At Meetup, we are going through the oh-so-familiar path of splitting a monolithic system into microservices. The work on this started a few years ago, and the team has made sure that most of the microservices prerequisites were in place before we take any further steps. I joined the team this summer to help with planning and executing the architecture changes that are required to take us to the next level.
As we go through this process, one aspect of software architecture that is constant in our day-to-day is the use of Layers to organize our components. Layering is a technique that hasn’t been discussed as much when it comes to microservices. In this article, I want to review the application of the Layers pattern in a services architecture, and also discuss two layering strategies and how they have been fundamental to me when migrating from monolithic to microservices architectures.
Layers in Service-Oriented Architecture
I believe that Layers are one of the most useful tools in software architecture. They help group components and define how dependency and communication chains happen between them.
Frank Buschmann and his collaborators wrote the most comprehensive description of Layers in software (that I am aware of) in their seminal work Pattern-Oriented Software Architecture, Volume 1, published in 1996. But even before that, Meilir Page-Jones had previously used the concept to describe an Object-Oriented runtime, although he used the word domains to refer to each layer. I particularly like using Martin Fowler’s description of Layering from his book Patterns of Enterprise Application Architecture:
When thinking of a system in terms of layers, you imagine the principal subsystems in the software arranged in some form of layer cake, where each layer rests on a lower layer. In this scheme the higher layer uses various services defined by the lower layer, but the lower layer is unaware of the higher layer. Furthermore, each layer usually hides its lower layers from the layers above, so layer 4 uses the services of layer 3, which uses the services of layer 2, but layer 4 is unaware of layer 2. (Not all layering architectures are opaque like this, but most are—or rather most are mostly opaque.)
Layers then are groupings of components stacked on top of each other. The word component here is a placeholder for whatever the abstraction unit you are working with, e.g., classes, functions, services, etc.

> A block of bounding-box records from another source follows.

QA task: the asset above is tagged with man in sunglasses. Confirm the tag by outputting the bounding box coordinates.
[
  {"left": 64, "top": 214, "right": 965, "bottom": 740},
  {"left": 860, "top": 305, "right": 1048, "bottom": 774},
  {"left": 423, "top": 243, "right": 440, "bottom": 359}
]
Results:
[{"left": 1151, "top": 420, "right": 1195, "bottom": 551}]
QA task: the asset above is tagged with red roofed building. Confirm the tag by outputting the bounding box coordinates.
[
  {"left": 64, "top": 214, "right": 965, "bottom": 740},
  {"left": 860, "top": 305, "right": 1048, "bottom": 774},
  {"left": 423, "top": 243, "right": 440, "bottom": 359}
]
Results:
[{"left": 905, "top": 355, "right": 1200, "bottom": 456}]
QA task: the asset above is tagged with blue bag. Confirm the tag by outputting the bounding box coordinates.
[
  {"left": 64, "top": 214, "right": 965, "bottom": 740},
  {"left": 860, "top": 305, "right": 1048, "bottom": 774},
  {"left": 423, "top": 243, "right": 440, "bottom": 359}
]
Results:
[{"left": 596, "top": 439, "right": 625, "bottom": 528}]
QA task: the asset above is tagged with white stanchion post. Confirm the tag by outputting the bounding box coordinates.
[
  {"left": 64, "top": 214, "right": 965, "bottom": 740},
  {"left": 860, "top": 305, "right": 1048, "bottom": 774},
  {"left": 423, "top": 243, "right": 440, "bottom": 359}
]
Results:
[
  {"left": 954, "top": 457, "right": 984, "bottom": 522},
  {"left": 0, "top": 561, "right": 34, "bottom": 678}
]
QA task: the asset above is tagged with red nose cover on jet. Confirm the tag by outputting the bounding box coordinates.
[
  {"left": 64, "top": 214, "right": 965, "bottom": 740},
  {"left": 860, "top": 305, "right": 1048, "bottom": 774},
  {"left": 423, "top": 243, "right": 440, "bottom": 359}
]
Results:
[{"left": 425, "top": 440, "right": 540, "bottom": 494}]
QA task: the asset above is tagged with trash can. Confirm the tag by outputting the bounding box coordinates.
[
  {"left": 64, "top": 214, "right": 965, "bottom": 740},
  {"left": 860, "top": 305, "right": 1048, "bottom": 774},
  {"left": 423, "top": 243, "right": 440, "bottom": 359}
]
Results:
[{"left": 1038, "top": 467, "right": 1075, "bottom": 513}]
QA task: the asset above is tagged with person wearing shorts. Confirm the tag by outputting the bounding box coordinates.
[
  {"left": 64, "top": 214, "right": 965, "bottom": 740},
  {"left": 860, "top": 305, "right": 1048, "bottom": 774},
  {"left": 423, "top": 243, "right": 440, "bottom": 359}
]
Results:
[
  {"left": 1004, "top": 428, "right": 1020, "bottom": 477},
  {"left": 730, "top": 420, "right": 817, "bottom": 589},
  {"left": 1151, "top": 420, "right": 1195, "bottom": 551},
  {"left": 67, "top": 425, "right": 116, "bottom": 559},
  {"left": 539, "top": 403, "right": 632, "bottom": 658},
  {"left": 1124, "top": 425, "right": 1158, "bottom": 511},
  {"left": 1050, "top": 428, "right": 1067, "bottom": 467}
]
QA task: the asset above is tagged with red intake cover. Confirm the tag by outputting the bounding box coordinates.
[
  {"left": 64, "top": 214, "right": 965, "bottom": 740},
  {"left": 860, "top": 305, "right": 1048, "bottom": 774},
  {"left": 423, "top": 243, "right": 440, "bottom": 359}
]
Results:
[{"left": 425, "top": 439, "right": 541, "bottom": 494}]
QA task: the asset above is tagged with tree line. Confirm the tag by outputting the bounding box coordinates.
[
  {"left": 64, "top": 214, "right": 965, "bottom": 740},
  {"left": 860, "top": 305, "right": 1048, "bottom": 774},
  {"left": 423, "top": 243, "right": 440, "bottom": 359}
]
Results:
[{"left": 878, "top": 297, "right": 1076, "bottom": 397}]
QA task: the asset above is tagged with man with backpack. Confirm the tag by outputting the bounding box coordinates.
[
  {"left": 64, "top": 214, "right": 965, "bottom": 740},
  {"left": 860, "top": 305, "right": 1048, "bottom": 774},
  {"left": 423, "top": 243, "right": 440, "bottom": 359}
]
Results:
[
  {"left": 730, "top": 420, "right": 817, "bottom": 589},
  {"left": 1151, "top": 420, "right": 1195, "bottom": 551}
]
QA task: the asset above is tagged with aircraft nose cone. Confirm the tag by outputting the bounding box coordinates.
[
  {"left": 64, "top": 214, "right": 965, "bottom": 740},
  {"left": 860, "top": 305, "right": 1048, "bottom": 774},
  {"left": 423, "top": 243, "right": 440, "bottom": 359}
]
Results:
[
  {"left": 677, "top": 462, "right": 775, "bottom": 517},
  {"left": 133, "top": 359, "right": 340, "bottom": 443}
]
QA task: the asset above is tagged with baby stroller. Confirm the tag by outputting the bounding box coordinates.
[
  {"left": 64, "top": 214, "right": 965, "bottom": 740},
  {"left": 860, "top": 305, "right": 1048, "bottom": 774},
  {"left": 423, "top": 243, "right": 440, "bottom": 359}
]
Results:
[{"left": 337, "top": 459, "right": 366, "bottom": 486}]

The most well-known implementation of the Layer pattern is probably the networking stack, including its most popular implementation TCP/IP. This choice is often credited for the flexibility and consequent longevity of TCP/IP, making it possible to extend them in ways unforeseen when they were first designed.
If Layering is about grouping components and stacking them, there is still the question of what criteria to use when grouping components. In fact, in the same book quoted above Fowler says:
[…] the hardest part of a layered architecture is deciding what layers to have and what the responsibility of each layer should be.

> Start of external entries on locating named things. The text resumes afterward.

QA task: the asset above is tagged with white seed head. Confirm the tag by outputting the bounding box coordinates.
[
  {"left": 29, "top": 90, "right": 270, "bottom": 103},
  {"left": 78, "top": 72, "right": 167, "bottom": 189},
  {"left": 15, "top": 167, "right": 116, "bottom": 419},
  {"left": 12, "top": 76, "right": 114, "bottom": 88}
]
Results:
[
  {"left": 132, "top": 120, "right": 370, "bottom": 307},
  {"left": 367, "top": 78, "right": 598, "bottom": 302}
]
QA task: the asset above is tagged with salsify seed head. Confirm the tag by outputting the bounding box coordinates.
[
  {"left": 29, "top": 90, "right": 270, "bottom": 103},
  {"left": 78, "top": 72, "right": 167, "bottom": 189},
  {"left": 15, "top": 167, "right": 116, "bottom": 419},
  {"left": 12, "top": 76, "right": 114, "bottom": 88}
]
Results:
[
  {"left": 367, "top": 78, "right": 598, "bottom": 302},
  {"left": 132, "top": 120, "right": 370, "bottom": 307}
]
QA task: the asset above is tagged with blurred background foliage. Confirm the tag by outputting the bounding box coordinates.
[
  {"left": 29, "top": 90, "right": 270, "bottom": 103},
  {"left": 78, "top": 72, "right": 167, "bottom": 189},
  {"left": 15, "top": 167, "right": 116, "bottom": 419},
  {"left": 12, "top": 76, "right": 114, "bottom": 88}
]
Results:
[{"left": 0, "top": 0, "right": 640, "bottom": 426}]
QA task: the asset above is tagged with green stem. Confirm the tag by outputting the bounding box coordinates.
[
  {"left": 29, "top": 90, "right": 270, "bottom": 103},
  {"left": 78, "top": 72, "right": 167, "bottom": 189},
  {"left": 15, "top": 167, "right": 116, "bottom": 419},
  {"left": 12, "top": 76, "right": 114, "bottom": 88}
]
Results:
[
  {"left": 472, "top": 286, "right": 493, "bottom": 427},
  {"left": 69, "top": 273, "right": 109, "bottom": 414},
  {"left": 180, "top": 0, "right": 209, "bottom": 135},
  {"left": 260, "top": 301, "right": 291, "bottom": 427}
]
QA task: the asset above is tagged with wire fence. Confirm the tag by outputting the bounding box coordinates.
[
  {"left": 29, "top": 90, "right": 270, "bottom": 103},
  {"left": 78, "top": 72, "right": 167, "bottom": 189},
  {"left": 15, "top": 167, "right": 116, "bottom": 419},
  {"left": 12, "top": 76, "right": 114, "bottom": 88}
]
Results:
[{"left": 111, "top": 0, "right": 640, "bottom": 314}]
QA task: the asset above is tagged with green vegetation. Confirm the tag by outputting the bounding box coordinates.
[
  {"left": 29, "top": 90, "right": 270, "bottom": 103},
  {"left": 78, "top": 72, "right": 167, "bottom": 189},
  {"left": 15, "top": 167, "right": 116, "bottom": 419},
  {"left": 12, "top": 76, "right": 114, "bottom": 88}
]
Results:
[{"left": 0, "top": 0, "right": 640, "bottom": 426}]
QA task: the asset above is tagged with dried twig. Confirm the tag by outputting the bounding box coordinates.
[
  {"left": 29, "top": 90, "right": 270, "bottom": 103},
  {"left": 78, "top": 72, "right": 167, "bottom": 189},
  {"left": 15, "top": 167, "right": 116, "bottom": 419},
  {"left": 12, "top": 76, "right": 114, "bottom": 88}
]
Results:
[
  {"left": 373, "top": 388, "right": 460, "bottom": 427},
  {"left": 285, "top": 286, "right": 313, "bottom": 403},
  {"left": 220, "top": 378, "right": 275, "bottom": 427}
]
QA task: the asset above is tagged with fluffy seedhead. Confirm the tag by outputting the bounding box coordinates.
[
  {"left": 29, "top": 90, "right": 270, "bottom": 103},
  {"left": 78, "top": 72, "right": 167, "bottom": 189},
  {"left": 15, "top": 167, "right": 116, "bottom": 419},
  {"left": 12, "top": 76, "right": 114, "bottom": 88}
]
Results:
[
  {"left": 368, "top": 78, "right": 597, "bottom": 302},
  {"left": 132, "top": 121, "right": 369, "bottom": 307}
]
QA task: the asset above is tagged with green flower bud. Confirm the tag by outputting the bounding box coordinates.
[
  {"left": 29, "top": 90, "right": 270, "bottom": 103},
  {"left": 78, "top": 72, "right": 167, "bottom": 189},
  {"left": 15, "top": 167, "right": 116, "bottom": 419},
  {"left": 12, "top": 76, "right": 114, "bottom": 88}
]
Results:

Considering our focus on services, one could aggregate components in Layers based on the tech stack they use, their expected availability or many other criteria. Even within an engineering organization, different teams (e.g., infrastructure, appsec, application development, cost management, etc.) will likely have different approaches to these groupings depending on what traits are more interesting to them.

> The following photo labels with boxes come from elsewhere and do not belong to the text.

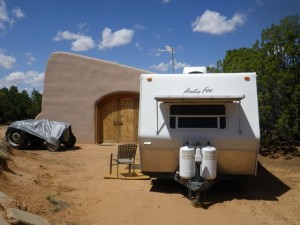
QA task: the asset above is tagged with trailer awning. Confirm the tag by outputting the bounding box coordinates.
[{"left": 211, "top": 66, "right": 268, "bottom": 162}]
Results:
[{"left": 154, "top": 94, "right": 245, "bottom": 103}]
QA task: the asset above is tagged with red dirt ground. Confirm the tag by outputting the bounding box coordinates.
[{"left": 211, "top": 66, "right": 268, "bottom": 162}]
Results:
[{"left": 0, "top": 127, "right": 300, "bottom": 225}]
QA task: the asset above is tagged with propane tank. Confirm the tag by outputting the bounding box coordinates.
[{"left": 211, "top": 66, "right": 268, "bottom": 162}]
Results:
[
  {"left": 195, "top": 146, "right": 202, "bottom": 163},
  {"left": 200, "top": 146, "right": 217, "bottom": 180},
  {"left": 179, "top": 146, "right": 195, "bottom": 179}
]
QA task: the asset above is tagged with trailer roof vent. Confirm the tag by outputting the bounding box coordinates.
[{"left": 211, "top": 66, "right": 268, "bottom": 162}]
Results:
[{"left": 183, "top": 66, "right": 207, "bottom": 74}]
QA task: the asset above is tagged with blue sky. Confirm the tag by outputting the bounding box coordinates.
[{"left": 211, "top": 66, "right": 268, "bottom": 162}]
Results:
[{"left": 0, "top": 0, "right": 300, "bottom": 93}]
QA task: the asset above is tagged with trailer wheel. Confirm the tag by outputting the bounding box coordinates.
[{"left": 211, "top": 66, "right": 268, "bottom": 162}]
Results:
[
  {"left": 63, "top": 132, "right": 76, "bottom": 148},
  {"left": 46, "top": 140, "right": 60, "bottom": 152},
  {"left": 8, "top": 129, "right": 29, "bottom": 149}
]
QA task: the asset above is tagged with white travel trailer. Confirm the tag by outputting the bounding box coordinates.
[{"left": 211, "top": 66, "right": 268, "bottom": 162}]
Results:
[{"left": 139, "top": 68, "right": 260, "bottom": 205}]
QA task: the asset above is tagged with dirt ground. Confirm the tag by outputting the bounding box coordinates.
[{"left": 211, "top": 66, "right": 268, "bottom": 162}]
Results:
[{"left": 0, "top": 127, "right": 300, "bottom": 225}]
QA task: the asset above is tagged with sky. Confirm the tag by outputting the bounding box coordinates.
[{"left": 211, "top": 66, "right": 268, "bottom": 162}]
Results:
[{"left": 0, "top": 0, "right": 300, "bottom": 94}]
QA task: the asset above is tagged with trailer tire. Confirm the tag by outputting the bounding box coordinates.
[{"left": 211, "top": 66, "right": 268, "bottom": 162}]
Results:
[
  {"left": 46, "top": 140, "right": 60, "bottom": 152},
  {"left": 7, "top": 129, "right": 29, "bottom": 149},
  {"left": 63, "top": 132, "right": 76, "bottom": 148}
]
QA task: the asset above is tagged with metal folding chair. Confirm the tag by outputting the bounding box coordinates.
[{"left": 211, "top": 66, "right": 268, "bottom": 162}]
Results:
[{"left": 109, "top": 144, "right": 137, "bottom": 177}]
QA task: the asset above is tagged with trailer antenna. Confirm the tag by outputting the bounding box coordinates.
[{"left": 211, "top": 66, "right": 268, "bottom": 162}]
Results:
[{"left": 161, "top": 45, "right": 175, "bottom": 73}]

Thus, there are infinite combinations in which one can aggregate services into Layers. It is doubtful that a single layering model will be enough to understand every aspect of your architecture, as each one focus on one particular viewpoint. You will be using a combination of layering models to manage a complex architecture.
After building a few microservices architectures, I’ve found out two layering schemes that are invaluable in understanding and managing such highly-distributed architectures. They are so widely applicable that I will refer to them as Architecture Patterns.
Pattern: Clay-to-Rocks Layering Model
Even amongst services that have similar reliability or security characteristics, e.g. services that implement business logic, we find that they are not all the same in many other vital aspects.
Let’s consider a fictional example based on our work at Meetup. At our main consumer website, Meetup.com, there are lots of different user flows. Let’s focus on the features touched by our users when someone is looking at a profile. They might be looking at their own user profile or at someone they met at an event. They might also check out a group’s profile, to see if they provide the kind of experience that the user is interested in.
In a sophisticated microservices architecture, it is common for each one of the flows above to have their own user-case focused microservices, in turn, invoke lower-level microservices that have data on groups, users, events, etc.
The consumer website isn’t the only way users interact with us, however. So that brands and business like Google or DigitalOcean can organize their multiple meetups across the globe, we offer a product called Meetup Pro. One common use case for a Pro user is to get an overview of what events are scheduled across their groups. This is also modeled as a microservice in its own, accessing a few lower-level services.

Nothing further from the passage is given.